Cold Blood
In contrast to its perhaps-foreboding title, the team of Belgian artisans behind this spectacularly successful and satisfying show have created an experience that warms the heart, in sometimes strange but absolutely undeniable ways.
The accomplishment of Cold Blood is as remarkable as its presentation is audacious. For 75 minutes, the audience is invited to gaze upon moving images projected onto a screen, feature-film style – but this particular movie is being created live, with the participants/technicians pretty much always in full view (though never unhelpfully distracting).
Optical illusions and miniatures are brilliantly and ingeniously utilised (with their artificiality sometimes a source of wry humour), while occupying the spaces that they provide are a succession of moving hands and arms, standing-in for human bodies in motion.

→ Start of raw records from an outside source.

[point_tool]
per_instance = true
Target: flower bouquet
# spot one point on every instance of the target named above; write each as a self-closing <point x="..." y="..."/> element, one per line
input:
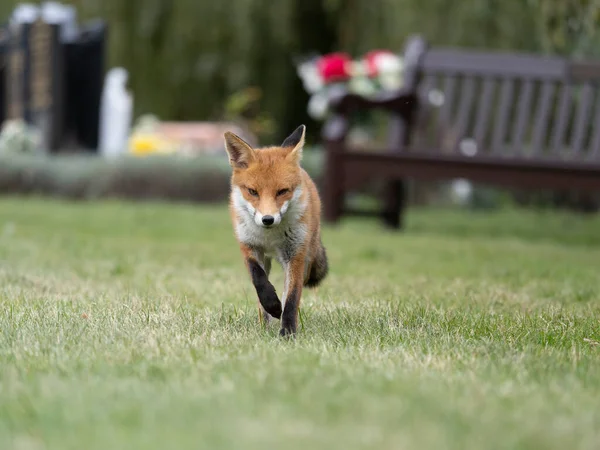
<point x="375" y="71"/>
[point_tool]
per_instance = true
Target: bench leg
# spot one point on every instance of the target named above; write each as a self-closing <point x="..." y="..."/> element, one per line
<point x="394" y="202"/>
<point x="333" y="198"/>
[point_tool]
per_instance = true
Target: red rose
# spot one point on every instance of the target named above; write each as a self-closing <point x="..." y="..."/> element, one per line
<point x="334" y="67"/>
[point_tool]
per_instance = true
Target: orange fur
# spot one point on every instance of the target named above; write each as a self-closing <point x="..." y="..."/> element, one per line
<point x="275" y="210"/>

It could have been reminiscent of Play School, but it works – fully and fascinatingly – as a unique theatrical experience.
The method of delivery, however original, would ultimately not count for all that much if the content itself were uninspired or uninteresting – but Thomas Gunzig’s script is endlessly intriguing, imaginative, and poetic (while being beautifully narrated by Toby Regbo).
If a major part of the Adelaide Festival’s mission is to seek out inventive, innovative art and bring it to South Australian shores, then this objective has been thoroughly achieved with Cold Blood.